We discovered that people who died of AIDS were affluent, white, smart, college educated. They were, and continue to be, artists, doctors, lawyers, and even EMT's. They are men, women, gay and straight. They were black and white, mothers, fathers, grandparents, aunts and uncles. The fabric of the AIDS Quilt represented, in a very real way, the fabric of humanity. Cut from different swatches and bolts, they were sewn together to become a seamless fabric.
Then AIDS hit home.
About 3 weeks after our trip, one of my group of friends tested positive for HIV. There we all were--facing this disease straight in the face. Our friend who was college educated, white, and employed, was HIV+. His health insurance didn't cover his HIV meds, so we each chipped in every month to cover his medication bill, which was $500 a month.
The party was over for this 21 year old.
At 21, I was facing the disease, and watching a friend die – very quickly, and there was nothing I could do. I saved lives every day in my job. Shootings, heart attacks, strokes, diabetic comas – I overcame them all. But not this. I could honestly say there were people alive purely because of my skill and intervention, but I could do nothing for my friend. I felt more helpless then than I ever had at that point in my life.

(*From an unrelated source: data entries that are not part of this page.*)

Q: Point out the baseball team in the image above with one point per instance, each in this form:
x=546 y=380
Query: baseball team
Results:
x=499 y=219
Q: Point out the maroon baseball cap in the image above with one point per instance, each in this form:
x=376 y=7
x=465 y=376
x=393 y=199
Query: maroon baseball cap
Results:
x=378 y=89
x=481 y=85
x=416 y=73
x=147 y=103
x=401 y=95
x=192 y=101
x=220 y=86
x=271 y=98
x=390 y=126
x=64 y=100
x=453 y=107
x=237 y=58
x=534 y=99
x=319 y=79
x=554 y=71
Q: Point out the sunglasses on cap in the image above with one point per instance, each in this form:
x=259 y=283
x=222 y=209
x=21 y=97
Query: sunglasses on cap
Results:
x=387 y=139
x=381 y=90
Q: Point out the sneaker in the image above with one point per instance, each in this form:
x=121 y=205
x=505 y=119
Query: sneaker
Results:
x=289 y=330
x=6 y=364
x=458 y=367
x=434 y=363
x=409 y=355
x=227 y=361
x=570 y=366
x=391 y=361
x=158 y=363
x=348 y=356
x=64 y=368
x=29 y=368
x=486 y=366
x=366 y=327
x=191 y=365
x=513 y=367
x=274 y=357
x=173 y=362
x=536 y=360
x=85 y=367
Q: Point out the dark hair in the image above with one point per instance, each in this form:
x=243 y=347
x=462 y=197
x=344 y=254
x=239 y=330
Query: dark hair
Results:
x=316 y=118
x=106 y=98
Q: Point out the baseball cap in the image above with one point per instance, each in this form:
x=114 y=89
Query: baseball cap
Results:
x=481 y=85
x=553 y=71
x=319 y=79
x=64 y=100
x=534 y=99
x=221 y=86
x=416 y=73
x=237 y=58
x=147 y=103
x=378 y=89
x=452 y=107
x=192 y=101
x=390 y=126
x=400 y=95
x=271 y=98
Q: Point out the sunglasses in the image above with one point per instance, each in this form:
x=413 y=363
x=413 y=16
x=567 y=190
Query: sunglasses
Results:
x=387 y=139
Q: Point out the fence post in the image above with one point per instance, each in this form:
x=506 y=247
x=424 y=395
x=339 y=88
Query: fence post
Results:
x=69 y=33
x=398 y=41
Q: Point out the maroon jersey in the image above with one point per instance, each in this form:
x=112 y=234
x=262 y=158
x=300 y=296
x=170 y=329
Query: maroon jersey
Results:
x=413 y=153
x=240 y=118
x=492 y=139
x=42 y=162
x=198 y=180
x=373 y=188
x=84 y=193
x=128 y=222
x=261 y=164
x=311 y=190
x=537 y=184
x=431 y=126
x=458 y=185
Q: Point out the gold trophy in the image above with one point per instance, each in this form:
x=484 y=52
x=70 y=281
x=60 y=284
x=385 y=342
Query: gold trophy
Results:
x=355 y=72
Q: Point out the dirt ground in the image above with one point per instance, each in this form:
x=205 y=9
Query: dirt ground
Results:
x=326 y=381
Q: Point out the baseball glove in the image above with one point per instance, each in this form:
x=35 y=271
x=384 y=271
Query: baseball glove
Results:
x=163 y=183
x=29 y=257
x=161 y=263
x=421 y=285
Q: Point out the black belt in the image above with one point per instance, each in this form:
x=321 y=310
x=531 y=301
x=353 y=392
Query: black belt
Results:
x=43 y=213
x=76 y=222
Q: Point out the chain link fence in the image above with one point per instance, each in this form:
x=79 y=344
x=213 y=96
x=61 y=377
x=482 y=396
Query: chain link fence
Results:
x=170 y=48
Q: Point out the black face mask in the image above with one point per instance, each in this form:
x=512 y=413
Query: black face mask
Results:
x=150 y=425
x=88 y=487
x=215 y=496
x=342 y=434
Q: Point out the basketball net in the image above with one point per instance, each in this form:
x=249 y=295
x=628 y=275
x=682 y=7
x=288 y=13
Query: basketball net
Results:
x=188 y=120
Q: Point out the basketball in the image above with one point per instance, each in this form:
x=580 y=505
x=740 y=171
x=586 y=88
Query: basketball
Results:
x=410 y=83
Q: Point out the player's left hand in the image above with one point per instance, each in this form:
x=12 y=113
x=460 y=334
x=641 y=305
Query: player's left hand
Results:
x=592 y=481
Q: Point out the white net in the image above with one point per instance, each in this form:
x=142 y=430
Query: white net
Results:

I couldn't even escape it in my job. One day, I was called upon to transport a man to Hospice. Turned out, it was a school-mate – we graduated from high school together. He was dying, and I was taking him to the last place he will ever live. He looked at me in the back of the ambulance, told me not touch him, as he didn't want to make me sick. I stroked his hair, held his hand, and we both cried the entire ride. He died 3 days later – he was 22. To this day, I can close my eyes, and see his tears – and his pulling away from me as I tried to wipe them from his cheeks because he wanted to protect me.
About a year or so later, I recall my mom commenting to me that I went to a lot of wakes and funerals. It was true. My friend from the trip to DC had passed away 11 months after his diagnosis. I watched the gay community slip away and die; emaciated not only by the disease, but by prejudice, apathy, and neglect.
I fell in love with Washington, DC on that trip in 1987, and knew then that one day, I would make my home here, something I accomplished in 1999.
So--fast forward from 1987 to 2007. I am not as fair haired or fair skinned. My uniform has changed, and it takes me a bit longer to be "vibrant." Most certainly, the moniker "boy" no longer applies.
I have very close friends who are HIV+ and living with AIDS. My adopted home town of Washington, DC has the highest HIV infection rate of any city in the United States, so knowing someone who is HIV+ or living with AIDS is commonplace.